Спать ляжет, во сне такие же сны видятся. Вот сидит он в своих каменных палатах, все прибрано, и все богато разукрашено... Несметные сокровища, людской почет, дом полная чаша, а под боком жена-красавица, краше ее во всем свете нет... Жить в добре да в красне и во снях хорошо: тешат Алексея золотые грезы, сладко бьется его сердце при виде длинного роя светлых призраков, обступающих его со всех сторон, и вдруг неотвязная мысль о Чапурине, о погибели... Сонные видения мутятся, туманятся, все исчезает, и перед очами Алексея темной жмарой встает страшный образ разъяренного Патапа Максимыча. Как зарево ночного пожара, пылает грозное лицо его, раскаленными угольями сверкают налитые кровью глаза, по локоть рукава засучены, в руке дубина, а у ног окровавленная, едва дышащая Настя... Кругом убийцы толпится рабочий люд, ожидает хозяйского приказа. Грозный призрак указывает на полумертвого от страха Алексея, кричит: "Давай его сюда: жилы вытяну, ремней из спины накрою, в своей крови он у меня захлебнется!.." Толпа кидается на беззащитного, нож блеснул... И с страшным криком просыпается Алексей... Долго не может очнуться и, опомнившись, спешно творит одно за другим крестные знамения...

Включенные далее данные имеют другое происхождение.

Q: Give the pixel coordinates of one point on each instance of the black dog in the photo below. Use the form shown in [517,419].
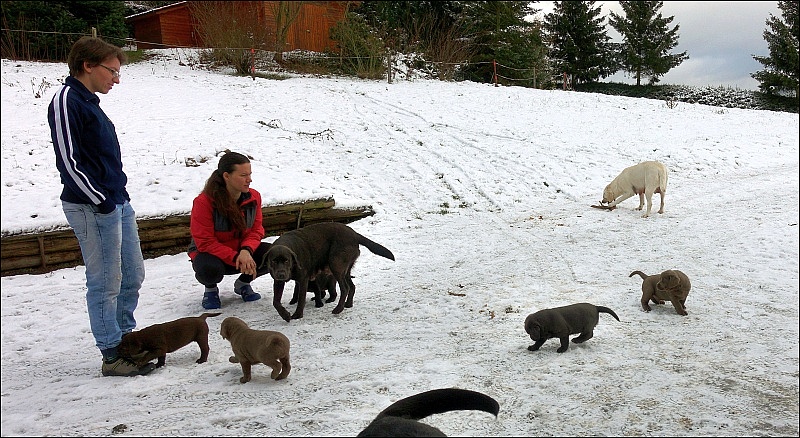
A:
[400,418]
[302,254]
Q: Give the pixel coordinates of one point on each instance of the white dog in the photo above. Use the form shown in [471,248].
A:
[643,179]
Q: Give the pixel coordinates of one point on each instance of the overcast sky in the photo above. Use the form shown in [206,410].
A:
[719,37]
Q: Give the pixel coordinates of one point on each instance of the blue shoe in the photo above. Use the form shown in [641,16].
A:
[211,300]
[247,292]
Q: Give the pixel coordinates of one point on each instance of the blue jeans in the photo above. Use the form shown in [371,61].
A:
[114,269]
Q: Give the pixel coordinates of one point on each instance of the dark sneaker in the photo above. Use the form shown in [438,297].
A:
[125,368]
[211,300]
[247,293]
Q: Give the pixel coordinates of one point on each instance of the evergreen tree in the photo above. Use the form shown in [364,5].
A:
[500,33]
[647,40]
[780,74]
[579,45]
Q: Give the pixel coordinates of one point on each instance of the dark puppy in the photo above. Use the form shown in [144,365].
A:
[672,285]
[302,254]
[560,322]
[251,347]
[323,282]
[159,339]
[400,418]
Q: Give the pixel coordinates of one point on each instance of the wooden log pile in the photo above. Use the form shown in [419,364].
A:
[36,253]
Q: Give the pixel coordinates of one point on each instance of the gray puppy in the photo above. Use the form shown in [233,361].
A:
[672,285]
[400,418]
[560,322]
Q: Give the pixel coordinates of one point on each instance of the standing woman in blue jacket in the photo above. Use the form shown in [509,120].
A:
[95,200]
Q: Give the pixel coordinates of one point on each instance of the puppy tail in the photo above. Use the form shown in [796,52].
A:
[375,248]
[607,310]
[438,401]
[641,274]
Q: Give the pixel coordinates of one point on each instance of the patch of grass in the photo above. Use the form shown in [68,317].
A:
[266,75]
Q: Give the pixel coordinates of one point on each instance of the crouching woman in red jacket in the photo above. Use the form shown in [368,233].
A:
[226,227]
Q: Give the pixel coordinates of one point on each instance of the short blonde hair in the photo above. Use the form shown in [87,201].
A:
[94,51]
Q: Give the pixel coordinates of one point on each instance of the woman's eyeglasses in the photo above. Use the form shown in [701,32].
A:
[115,74]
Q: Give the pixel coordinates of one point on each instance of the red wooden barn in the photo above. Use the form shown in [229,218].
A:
[174,25]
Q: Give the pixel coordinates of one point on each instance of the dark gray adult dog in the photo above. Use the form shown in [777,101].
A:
[400,418]
[302,254]
[672,285]
[560,322]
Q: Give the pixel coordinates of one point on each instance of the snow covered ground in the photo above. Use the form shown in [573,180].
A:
[483,194]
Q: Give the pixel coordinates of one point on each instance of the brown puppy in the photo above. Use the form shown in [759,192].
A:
[560,322]
[302,254]
[672,285]
[401,417]
[252,347]
[157,340]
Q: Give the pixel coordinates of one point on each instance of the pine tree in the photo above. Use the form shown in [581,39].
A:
[780,74]
[579,45]
[647,40]
[500,33]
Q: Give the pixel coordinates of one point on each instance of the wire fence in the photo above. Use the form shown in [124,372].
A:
[500,72]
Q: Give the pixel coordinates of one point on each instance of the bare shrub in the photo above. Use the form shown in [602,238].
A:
[446,47]
[361,52]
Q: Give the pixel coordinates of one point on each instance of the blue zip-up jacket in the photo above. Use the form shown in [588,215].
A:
[88,155]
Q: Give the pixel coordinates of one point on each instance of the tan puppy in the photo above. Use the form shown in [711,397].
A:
[159,339]
[252,347]
[672,285]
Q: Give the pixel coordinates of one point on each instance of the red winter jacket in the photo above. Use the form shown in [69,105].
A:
[212,232]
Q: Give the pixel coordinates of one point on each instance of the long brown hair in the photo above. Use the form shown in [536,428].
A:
[216,189]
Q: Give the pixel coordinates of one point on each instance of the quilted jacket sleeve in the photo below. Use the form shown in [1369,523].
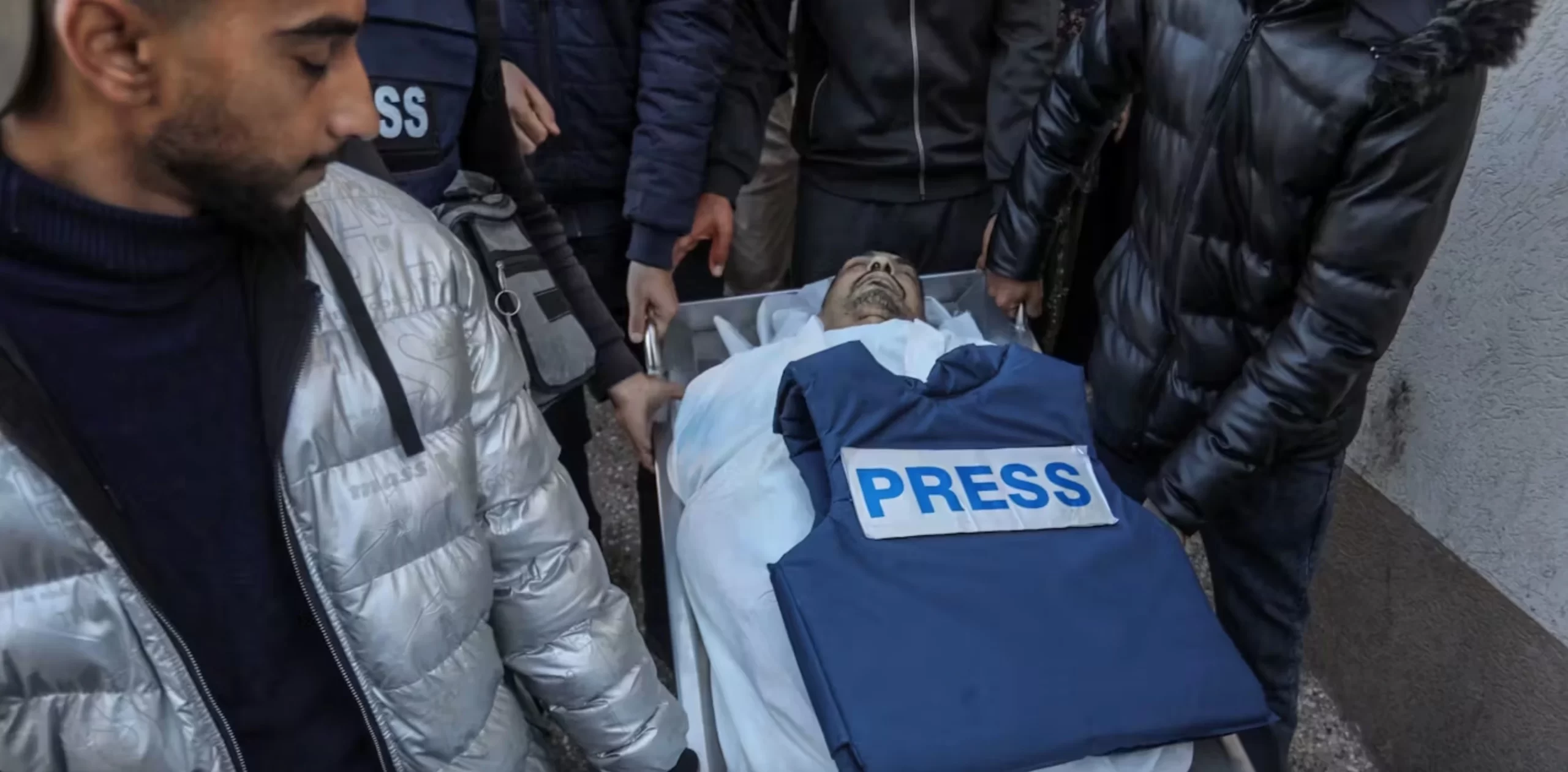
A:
[1026,32]
[1379,228]
[562,628]
[1071,121]
[684,48]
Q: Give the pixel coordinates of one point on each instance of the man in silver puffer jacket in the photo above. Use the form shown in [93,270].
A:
[422,517]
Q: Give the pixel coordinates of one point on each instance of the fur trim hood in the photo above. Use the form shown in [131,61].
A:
[1420,48]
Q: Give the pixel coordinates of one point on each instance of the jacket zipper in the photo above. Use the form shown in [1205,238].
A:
[231,743]
[914,59]
[1189,189]
[284,510]
[811,123]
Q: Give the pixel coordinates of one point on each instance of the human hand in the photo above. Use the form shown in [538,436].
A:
[637,401]
[532,116]
[1010,294]
[714,222]
[651,298]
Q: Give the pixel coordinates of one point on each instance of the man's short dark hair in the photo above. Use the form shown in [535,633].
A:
[41,76]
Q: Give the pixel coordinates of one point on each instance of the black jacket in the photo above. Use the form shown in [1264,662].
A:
[756,76]
[908,101]
[1298,162]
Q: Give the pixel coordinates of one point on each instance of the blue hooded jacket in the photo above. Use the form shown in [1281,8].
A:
[634,85]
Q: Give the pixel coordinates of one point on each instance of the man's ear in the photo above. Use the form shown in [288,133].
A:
[107,44]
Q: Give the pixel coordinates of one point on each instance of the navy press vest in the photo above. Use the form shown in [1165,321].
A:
[987,652]
[422,59]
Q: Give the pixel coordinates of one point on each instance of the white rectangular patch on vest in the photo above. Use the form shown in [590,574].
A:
[925,493]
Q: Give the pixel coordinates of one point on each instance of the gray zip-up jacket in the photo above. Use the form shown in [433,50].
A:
[454,581]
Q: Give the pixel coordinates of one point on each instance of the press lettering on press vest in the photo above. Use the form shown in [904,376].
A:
[913,493]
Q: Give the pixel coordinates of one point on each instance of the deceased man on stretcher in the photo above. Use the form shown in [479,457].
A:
[902,556]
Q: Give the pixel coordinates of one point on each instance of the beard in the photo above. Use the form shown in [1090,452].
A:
[201,149]
[877,295]
[877,300]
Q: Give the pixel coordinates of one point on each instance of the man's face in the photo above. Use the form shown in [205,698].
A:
[874,287]
[250,101]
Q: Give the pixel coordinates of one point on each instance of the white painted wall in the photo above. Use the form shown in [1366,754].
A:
[1468,416]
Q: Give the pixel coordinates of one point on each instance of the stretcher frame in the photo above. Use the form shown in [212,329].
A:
[690,346]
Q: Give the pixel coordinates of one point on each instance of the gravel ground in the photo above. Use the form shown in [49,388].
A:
[1325,743]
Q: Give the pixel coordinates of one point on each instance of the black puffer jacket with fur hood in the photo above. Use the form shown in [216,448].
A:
[1298,162]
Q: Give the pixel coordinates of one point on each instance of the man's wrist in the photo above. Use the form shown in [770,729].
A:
[651,245]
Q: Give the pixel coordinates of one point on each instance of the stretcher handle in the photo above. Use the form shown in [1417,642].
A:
[653,358]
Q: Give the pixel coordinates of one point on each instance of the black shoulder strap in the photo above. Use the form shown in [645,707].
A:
[404,424]
[486,30]
[488,142]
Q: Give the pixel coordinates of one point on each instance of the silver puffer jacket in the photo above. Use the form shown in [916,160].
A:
[457,581]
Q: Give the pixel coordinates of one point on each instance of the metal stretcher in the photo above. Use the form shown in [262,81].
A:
[692,346]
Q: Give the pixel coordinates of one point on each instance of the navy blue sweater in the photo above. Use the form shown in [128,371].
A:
[137,328]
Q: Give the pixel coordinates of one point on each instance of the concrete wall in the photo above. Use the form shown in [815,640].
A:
[1441,620]
[1468,418]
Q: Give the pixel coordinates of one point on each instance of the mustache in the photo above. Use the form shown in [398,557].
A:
[871,277]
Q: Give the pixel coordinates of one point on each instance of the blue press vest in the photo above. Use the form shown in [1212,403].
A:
[422,59]
[998,652]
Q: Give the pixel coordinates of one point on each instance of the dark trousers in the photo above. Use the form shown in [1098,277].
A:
[935,236]
[604,258]
[1263,551]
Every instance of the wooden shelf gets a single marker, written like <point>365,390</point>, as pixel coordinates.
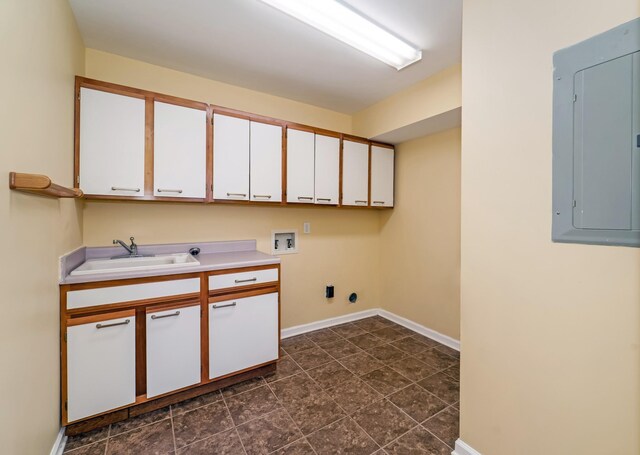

Чуть не каждую ночь такие тяжелые сны... И западает на мысль Алексею: неспроста такие сны видятся, то вещие сны, богом они насылаются, ангелами приносятся, правду предсказывают... Вспоминает про первое свиданье с Патапом Максимычем, вспоминает, как тогда у него ровно кипятком сердце обдало при взгляде на будущего хозяина, как ему что-то почудилось - не то беззвучный голос, не то мысль незваная, непрошеная... И становится Алексей день ото дня сумрачней, ходит унылый, от людей сторонится, иной раз и по делу какому слова от него не добьются. Заели Лохматого думы да страхи... Где бы смелости взять, откуда б набраться отваги?
"Эх, далось бы мне это ветлужское золото! - думает он.- Другим бы тогда человеком я стал!.. Во всем довольство, обилье, ото всех почет и сам себе господин, никого не боюсь!.. Иль другую бы девицу, либо вдовушку подцепить вовремя, чтоб у ней денежки водились свои, не родительские... Тогда... Ну, тогда прости, прощай, Настасья Патаповна - не поминай нас лихом..."
* * *
Раз утром, после тревожных сновидений, в полклете возле своей боковуши сидел Алексей, крепко задумавшись. Подсел к нему старик Пантелей.Алексеюшка,- молвил он,- послушай родной, что скажу я тебе. Не посетуй на меня, старика, не погневайся; кажись, будто творится с тобой что-то неладное. Всего шесть недель ты у нас живешь, а ведь ровно из тебя другой парень стал... Побывай у своих в Поромове, мать родная не признает тебя. Жалости подобно, как ты извелся... Хворь, что ль, какая тебя одолела?
- Нет, Пантелей Прохорыч, хвори нет у меня никакой. Так что-то... на душе лежит...- отвечал Алексей.
- Дума какая? - продолжал свой допрос Пантелей.